Starnone, nas obras por aqui
publicadas, parece fundar seus personagens em uma risível situação de
constrangimento constante que rega as páginas com o que popularmente chamamos
de vergonha alheia e/ou de riso melancólico, sentimentos gerados exatamente
porque obriga-nos a acompanhar óbvias descobertas por meio de uma chamada para rememorações
passíveis de aprofundamentos múltiplos. A obviedade é usada como mecanismo para
sair da superficialidade; algo muito importante, especialmente porque o óbvio
sempre precisou ser revisitado.
Com uma já vasta e premiada obra
em seu país de origem, o autor tem quatro novelas publicadas no Brasil, todas
pela Todavia. A mais recente, Dentes, apresenta uma história voltada
para os sentimentos — algo parecido com o que se vê em sua trilogia
sentimental: Laços, Assombrações e Segredos.

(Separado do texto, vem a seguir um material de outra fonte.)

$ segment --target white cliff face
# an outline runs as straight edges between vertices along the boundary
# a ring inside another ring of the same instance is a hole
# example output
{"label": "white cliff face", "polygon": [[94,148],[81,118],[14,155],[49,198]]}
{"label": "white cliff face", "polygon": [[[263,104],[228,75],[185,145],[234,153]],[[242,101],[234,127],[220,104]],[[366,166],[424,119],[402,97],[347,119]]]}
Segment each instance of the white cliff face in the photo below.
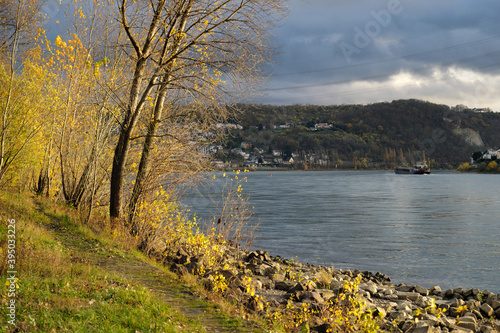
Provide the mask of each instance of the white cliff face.
{"label": "white cliff face", "polygon": [[481,135],[470,128],[456,128],[453,130],[453,133],[461,136],[464,141],[471,146],[484,147]]}

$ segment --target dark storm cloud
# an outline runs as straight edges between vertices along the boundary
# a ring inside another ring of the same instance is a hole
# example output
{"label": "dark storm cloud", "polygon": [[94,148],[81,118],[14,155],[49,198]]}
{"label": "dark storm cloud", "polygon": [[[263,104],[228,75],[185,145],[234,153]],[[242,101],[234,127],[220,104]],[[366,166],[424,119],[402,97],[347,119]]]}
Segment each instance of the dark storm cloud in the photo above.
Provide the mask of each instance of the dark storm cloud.
{"label": "dark storm cloud", "polygon": [[[498,73],[498,13],[497,0],[294,0],[288,23],[278,31],[283,54],[267,100],[292,96],[300,103],[300,96],[326,94],[334,83],[337,88],[354,82],[386,84],[401,72],[423,79],[436,71],[448,77],[453,68]],[[449,78],[456,80],[456,75]],[[384,96],[398,98],[391,94]]]}

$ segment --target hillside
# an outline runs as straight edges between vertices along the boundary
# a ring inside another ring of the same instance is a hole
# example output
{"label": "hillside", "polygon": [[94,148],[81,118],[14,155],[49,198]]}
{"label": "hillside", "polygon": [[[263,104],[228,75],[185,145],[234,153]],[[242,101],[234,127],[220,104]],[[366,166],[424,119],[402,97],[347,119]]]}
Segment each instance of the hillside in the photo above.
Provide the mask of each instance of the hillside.
{"label": "hillside", "polygon": [[99,219],[85,225],[74,209],[6,191],[0,217],[1,332],[255,331],[127,233],[96,232]]}
{"label": "hillside", "polygon": [[433,167],[447,168],[468,161],[474,151],[500,146],[500,114],[420,100],[240,105],[239,111],[232,122],[243,129],[231,131],[225,155],[219,154],[239,163],[242,159],[230,149],[254,153],[250,159],[256,161],[271,161],[280,153],[283,160],[293,156],[296,168],[392,168],[422,159],[425,151]]}

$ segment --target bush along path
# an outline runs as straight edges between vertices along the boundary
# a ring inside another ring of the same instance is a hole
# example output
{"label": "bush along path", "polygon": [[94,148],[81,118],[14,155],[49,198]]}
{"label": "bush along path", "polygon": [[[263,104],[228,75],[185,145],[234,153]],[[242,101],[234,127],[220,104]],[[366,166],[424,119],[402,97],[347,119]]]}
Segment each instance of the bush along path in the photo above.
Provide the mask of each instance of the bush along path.
{"label": "bush along path", "polygon": [[[70,209],[11,194],[0,200],[0,217],[15,217],[19,230],[16,320],[3,324],[9,299],[2,291],[2,331],[262,331],[195,296],[177,275],[133,248],[96,236],[74,222]],[[6,243],[0,238],[2,259]],[[5,276],[5,260],[0,269]]]}

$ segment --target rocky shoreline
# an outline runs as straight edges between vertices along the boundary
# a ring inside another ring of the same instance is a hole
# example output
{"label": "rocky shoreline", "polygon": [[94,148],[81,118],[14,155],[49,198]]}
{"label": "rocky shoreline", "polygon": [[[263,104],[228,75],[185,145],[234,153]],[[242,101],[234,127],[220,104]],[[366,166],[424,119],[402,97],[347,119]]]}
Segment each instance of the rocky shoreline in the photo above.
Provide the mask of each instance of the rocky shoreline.
{"label": "rocky shoreline", "polygon": [[[224,297],[244,304],[248,312],[301,318],[297,332],[331,332],[325,313],[336,309],[338,316],[342,307],[361,304],[358,310],[377,321],[376,331],[500,333],[500,295],[487,290],[396,285],[382,273],[335,270],[236,248],[226,251],[224,269],[216,271],[204,268],[206,258],[189,257],[181,249],[163,260],[181,275],[199,274],[201,268],[209,289],[217,290],[223,280]],[[345,331],[358,331],[356,325]]]}

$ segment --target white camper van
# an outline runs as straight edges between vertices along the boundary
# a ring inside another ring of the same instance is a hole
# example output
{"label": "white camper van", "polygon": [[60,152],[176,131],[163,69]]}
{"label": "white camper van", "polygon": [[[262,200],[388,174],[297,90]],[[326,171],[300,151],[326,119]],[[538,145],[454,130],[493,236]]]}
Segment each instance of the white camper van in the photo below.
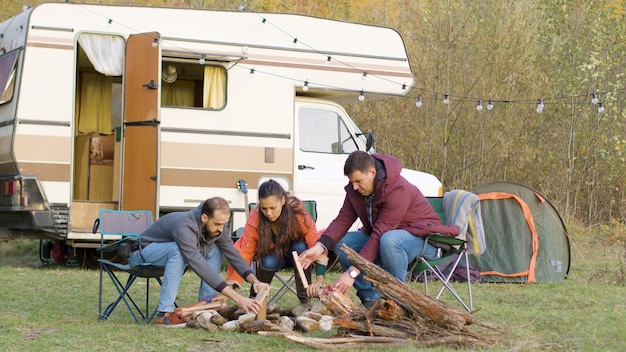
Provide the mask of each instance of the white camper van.
{"label": "white camper van", "polygon": [[[94,248],[102,208],[158,217],[211,196],[230,202],[236,229],[267,178],[316,200],[324,228],[342,204],[345,158],[372,140],[341,104],[412,84],[389,28],[249,11],[29,8],[0,24],[0,237]],[[441,194],[436,177],[403,174]]]}

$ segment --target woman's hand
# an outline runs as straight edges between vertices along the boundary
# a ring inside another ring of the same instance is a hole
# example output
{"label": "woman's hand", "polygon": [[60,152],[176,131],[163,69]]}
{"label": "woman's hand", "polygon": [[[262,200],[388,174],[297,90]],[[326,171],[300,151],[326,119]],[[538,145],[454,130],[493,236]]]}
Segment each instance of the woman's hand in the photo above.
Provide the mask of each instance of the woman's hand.
{"label": "woman's hand", "polygon": [[311,264],[313,264],[314,261],[317,260],[317,258],[319,258],[320,255],[324,254],[324,252],[326,252],[326,249],[319,242],[317,242],[313,247],[300,253],[298,260],[302,265],[302,269],[306,270],[309,266],[311,266]]}
{"label": "woman's hand", "polygon": [[315,282],[309,285],[306,289],[306,294],[309,297],[319,297],[320,293],[324,290],[324,275],[318,275],[315,278]]}

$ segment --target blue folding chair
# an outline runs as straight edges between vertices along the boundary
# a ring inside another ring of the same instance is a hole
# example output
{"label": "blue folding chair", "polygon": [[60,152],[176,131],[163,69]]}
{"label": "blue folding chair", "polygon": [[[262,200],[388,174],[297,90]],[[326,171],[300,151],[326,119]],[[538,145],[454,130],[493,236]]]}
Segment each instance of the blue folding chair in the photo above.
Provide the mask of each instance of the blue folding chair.
{"label": "blue folding chair", "polygon": [[[98,259],[100,263],[99,320],[108,319],[120,301],[124,302],[137,324],[148,324],[157,314],[156,307],[150,311],[150,279],[155,279],[159,285],[162,285],[161,277],[165,268],[154,266],[149,262],[143,262],[131,268],[126,263],[132,250],[141,250],[139,234],[151,224],[152,213],[149,210],[100,210],[99,218],[93,229],[95,233],[100,227],[100,248],[98,248],[100,252],[100,259]],[[105,244],[105,238],[114,239],[114,242]],[[105,259],[105,254],[112,259]],[[108,274],[118,293],[113,302],[105,309],[102,309],[103,271]],[[125,283],[119,278],[118,274],[121,272],[128,274]],[[139,297],[131,296],[131,288],[138,278],[146,279],[144,295],[141,297],[145,301],[145,307],[142,308],[137,304]]]}

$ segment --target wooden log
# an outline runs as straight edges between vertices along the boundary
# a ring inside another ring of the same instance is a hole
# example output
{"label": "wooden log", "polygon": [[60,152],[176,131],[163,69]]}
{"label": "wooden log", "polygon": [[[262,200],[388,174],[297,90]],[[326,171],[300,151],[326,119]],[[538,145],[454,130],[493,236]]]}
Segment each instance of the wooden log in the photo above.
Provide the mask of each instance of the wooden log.
{"label": "wooden log", "polygon": [[256,294],[256,301],[261,304],[261,308],[259,308],[259,312],[256,315],[256,320],[265,320],[267,316],[267,296],[269,295],[269,291],[262,288]]}
{"label": "wooden log", "polygon": [[345,244],[341,250],[359,270],[365,272],[365,279],[372,282],[384,298],[394,300],[414,318],[425,318],[453,331],[461,331],[465,325],[473,323],[488,328],[498,328],[494,324],[476,319],[470,314],[415,290],[376,264],[361,257]]}
{"label": "wooden log", "polygon": [[302,286],[304,288],[309,288],[309,282],[306,280],[306,275],[304,275],[304,269],[302,269],[302,264],[300,264],[300,259],[298,259],[298,252],[292,251],[291,255],[293,256],[293,265],[298,270],[298,274],[300,274],[300,281],[302,282]]}

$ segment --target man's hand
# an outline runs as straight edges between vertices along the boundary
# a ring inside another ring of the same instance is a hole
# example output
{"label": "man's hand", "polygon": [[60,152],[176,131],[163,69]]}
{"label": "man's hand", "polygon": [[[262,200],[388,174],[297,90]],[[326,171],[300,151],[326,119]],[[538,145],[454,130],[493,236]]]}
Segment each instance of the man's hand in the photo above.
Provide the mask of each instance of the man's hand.
{"label": "man's hand", "polygon": [[230,287],[233,288],[233,290],[235,291],[239,291],[241,290],[241,283],[235,281],[235,280],[226,280],[226,284]]}
{"label": "man's hand", "polygon": [[315,243],[315,245],[306,251],[300,253],[298,256],[298,260],[300,260],[300,264],[302,265],[302,269],[306,270],[313,262],[317,260],[326,249],[319,243]]}
{"label": "man's hand", "polygon": [[259,291],[261,291],[261,289],[265,289],[265,291],[269,291],[270,285],[266,284],[265,282],[261,282],[261,281],[257,280],[257,281],[252,283],[252,289],[254,290],[254,293],[259,293]]}
{"label": "man's hand", "polygon": [[309,285],[306,289],[306,294],[309,297],[319,297],[320,292],[324,289],[324,275],[318,275],[315,278],[315,282]]}
{"label": "man's hand", "polygon": [[257,302],[254,298],[244,297],[240,295],[239,293],[237,293],[237,291],[233,290],[233,288],[230,286],[226,286],[226,288],[222,290],[221,294],[235,301],[235,303],[237,303],[237,306],[243,309],[246,313],[248,312],[253,312],[255,314],[259,313],[259,309],[261,308],[261,303]]}
{"label": "man's hand", "polygon": [[228,297],[224,296],[221,293],[218,293],[215,297],[213,297],[213,299],[211,300],[211,303],[219,303],[225,306],[228,304]]}
{"label": "man's hand", "polygon": [[254,298],[244,297],[240,294],[237,294],[237,296],[239,296],[239,299],[235,299],[235,302],[237,302],[239,308],[243,309],[246,313],[253,312],[254,314],[259,314],[261,303],[257,302]]}
{"label": "man's hand", "polygon": [[344,271],[343,274],[335,281],[333,288],[341,293],[346,293],[354,285],[354,279],[350,277],[349,271]]}

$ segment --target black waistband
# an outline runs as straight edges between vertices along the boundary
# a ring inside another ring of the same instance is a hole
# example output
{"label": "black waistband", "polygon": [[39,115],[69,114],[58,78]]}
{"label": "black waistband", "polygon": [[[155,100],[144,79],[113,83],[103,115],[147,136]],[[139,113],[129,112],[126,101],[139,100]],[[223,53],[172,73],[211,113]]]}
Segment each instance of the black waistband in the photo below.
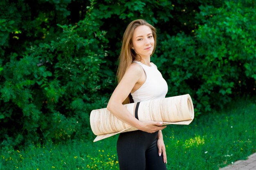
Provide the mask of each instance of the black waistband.
{"label": "black waistband", "polygon": [[139,120],[139,117],[138,117],[138,110],[139,109],[139,103],[138,102],[136,104],[136,107],[135,108],[135,117]]}

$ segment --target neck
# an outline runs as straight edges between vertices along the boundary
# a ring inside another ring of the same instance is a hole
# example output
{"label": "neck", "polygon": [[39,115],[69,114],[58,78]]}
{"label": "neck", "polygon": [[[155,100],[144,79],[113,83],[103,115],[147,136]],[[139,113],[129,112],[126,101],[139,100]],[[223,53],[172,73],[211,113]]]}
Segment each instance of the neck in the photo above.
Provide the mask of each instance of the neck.
{"label": "neck", "polygon": [[143,63],[144,64],[147,65],[148,66],[150,66],[150,56],[147,56],[147,57],[144,57],[141,56],[141,62],[142,63]]}

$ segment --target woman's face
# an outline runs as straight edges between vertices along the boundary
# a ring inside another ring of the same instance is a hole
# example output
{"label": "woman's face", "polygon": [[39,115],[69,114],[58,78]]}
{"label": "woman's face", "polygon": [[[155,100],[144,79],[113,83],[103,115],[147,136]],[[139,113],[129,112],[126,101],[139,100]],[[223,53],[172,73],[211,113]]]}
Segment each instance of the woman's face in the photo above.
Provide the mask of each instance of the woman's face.
{"label": "woman's face", "polygon": [[135,30],[132,38],[132,49],[141,58],[150,56],[153,51],[155,40],[151,29],[141,25]]}

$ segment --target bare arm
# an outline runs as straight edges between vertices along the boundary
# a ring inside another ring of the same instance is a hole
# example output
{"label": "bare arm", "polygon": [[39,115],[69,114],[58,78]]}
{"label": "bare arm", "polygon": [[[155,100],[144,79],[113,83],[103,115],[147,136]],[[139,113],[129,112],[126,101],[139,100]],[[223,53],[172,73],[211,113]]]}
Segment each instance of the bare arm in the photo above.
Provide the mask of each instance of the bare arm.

No entanto, é importante registrar
desde agora, Dentes é um livro com vida e qualidade próprias, realçando
mais ainda a produção literária de Starnone. Não se engane o leitor ao pensar
que, por se tratar de um mesmo gênero, com o mesmo tipo de foco, a obra cairá
no espaço comum da simples repetição, algo que, convenhamos, tem sido bastante
rotineiro nos textos da contemporaneidade. Um escritor que parece ter descoberto
a “fórmula secreta” de sua obra tende a repeti-la de modo incansável,
cansando-nos, porém, dessa repetição.
Não é o que ocorre com Domenico Starnone.
Ainda que o tema do matrimônio
fracassado também seja uma tônica de Dentes, nesta novela somos convidados
a conhecer melhor a visão daquele que decide ir embora, com uma focalização que
se concentra neste homem que deixa mulher e filhos por uma nova paixão,
trazendo somente a perspectiva dele para a superfície do texto. Essa escolha
gera, como consequência, uma maior proximidade com o protagonista,
especialmente porque o autor escolhe a simbologia dos dentes (e de todo este
campo semântico) para levá-la ao limite ao relacioná-la com a formação humana.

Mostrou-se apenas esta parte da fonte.